2. Parecer turista em uma cidade turística não é algo inteligente.

Também adoro Yves-Saint Laurent e acho charmosíssimo o look Safari que ele propôs. Porém, contudo, entretanto, todavia, esse é o tipo de visual que dá mais certo em Hollywood e na Vogue do que em Salvador. Isso porque roupas cáqui, chapéus e mochilas imensas aumentam em 500% a chance de assédio por vendedores ambulantes, baianas fake que distribuem fitinhas do Bonfim, garota(os) de programa e ladrões. Se você tiver pele e/ou cabelo claros, essas chances já são altas o suficiente, principalmente em lugares como o Pelourinho e o Mercado Modelo. O melhor é tentar se misturar com a população e preferir roupas leves e coloridas. Bermuda jeans, camiseta e sandálias havaianas são atemporais por aqui.

3. Cidade luuuuuuuz

Não, Salvador não é Paris, mas é clara que só ela. Isso provavelmente comprometerá seu disfarce de não-turista, mas leve na mala alguns pares de óculos escuros. Sair com a pupila nua é dor de cabeça garantida até pra mim que vivo aqui há 25 anos.

4. Não tem nada de errado com você. As pessoas é que são assim mesmo.

Se a cada passo que você der na rua, ouvir uma cantada, com direito a porteiros mandando beijos pelo interfone, não precisa estranhar. Sem querer desmerecer seu poder de sedução, é meu dever alertá-la para o fato de que o homem médio soteropolitano é sociopata, tarado, depravado e tem como hobby inventar cantadas sem noção para recitar quando qualquer coisa que aparente ser do sexo feminino passar por ele. No mais, vale dizer que, para a população em geral, se você está na rua, é para conversar. Não é incomum alguém que você nunca viu mais gordo puxar conversa em qualquer hora e lugar e, caso você ignore, puxar conversa com outra pessoa para reclamar da sua atitude.

5. A culinária é divina, mas pode ser diabólica.

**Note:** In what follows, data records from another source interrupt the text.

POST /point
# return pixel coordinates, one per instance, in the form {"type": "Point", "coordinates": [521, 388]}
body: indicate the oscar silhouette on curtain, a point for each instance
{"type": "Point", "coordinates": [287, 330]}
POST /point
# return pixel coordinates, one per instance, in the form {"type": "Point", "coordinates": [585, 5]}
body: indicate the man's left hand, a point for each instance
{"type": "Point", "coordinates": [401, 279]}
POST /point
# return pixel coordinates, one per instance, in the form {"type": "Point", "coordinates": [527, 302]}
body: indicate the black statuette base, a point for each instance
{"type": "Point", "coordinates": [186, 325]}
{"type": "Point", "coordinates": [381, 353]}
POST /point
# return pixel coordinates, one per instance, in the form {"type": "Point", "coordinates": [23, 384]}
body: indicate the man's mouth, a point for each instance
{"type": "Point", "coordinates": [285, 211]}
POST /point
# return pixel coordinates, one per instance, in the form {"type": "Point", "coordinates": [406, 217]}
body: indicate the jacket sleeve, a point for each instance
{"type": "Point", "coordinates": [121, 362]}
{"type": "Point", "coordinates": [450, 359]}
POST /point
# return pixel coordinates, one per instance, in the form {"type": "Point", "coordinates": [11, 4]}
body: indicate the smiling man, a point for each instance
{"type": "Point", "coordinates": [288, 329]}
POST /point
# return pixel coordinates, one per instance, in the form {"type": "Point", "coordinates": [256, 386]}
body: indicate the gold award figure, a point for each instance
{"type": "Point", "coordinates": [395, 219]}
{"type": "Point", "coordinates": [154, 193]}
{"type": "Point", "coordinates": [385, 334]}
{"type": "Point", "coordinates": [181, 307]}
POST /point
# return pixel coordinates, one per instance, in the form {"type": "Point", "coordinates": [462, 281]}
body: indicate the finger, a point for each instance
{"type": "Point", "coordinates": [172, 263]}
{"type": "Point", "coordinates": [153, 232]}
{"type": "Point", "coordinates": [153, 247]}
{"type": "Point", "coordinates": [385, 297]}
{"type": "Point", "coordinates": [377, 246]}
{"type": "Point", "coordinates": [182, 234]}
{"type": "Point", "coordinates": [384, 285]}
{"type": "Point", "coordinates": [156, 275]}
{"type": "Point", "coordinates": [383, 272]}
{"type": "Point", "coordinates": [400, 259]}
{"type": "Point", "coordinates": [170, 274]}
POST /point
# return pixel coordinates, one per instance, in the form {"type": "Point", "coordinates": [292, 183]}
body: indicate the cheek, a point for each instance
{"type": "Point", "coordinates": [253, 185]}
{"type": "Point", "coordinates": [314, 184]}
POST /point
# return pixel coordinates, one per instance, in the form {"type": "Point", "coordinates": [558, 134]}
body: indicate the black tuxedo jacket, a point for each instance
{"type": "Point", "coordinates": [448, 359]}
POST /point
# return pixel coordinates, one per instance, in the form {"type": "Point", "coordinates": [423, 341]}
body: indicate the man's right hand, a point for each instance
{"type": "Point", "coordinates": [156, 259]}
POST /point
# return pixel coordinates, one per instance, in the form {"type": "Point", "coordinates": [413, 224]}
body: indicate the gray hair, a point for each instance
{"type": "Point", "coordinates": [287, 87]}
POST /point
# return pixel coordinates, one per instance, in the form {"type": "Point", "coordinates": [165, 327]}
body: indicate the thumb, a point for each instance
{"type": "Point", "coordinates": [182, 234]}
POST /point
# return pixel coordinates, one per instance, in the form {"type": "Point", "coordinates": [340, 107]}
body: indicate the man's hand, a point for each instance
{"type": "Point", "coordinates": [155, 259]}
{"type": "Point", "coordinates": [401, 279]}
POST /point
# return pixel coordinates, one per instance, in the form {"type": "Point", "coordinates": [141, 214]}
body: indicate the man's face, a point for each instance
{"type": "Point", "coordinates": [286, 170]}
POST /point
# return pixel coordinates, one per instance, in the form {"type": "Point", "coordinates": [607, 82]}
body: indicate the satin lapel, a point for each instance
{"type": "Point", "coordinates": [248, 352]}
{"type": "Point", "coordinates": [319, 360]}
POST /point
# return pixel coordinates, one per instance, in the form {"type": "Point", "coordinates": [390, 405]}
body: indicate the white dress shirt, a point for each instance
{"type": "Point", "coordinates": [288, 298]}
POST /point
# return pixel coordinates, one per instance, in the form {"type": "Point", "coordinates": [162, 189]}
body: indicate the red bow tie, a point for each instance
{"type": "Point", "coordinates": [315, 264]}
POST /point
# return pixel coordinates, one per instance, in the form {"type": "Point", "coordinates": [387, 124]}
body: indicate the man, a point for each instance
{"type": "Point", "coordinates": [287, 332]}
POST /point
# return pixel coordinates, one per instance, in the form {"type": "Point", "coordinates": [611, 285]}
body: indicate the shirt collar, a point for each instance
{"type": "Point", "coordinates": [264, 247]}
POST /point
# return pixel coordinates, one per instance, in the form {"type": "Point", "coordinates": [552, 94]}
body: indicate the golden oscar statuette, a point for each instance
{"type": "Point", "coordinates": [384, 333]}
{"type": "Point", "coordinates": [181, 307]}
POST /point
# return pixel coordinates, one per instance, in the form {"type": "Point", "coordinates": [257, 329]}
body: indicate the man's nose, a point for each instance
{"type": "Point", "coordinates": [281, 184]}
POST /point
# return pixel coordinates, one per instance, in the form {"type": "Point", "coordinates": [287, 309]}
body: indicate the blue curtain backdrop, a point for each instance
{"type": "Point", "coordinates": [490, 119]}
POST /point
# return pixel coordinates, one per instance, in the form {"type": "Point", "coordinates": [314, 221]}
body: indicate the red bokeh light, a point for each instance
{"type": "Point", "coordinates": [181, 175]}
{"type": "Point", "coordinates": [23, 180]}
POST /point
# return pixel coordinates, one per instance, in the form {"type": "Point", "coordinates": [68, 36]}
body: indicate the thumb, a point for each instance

Os principais ingredientes da comida baiana são o azeite de dendê e milhares de especiarias como pimenta, cominho, castanhas, feijão etc. São pratos muito delicados e tem que ser bem feitos – se o cozinheiro exagerar em um ponto, seu intestino pode pagar o preço. Por isso, na hora de conhecer as iguarias locais, prefira restaurantes respeitados (os melhores são o Yemanjá e o Tempero da Dadá, nessa ordem). Se for experimentar acarajé, lembre-se que as baianas de verdade trabalham das 17hs às 21hs aproximadamente. Pra não errar, o melhor é ir ao Largo das Baianas, no Rio Vermelho, tomar uma cerveja gelada com todos os universitários de Salvador e escolher entre as duas melhores: Regina e Cira. Não caia na besteira de comer o acarajé da Dinha – já foi um grande acarajé, hoje é uma boa maneira de lesar turistas.

6. Não dá para saber seu Orixá apenas pela cor da sua aura.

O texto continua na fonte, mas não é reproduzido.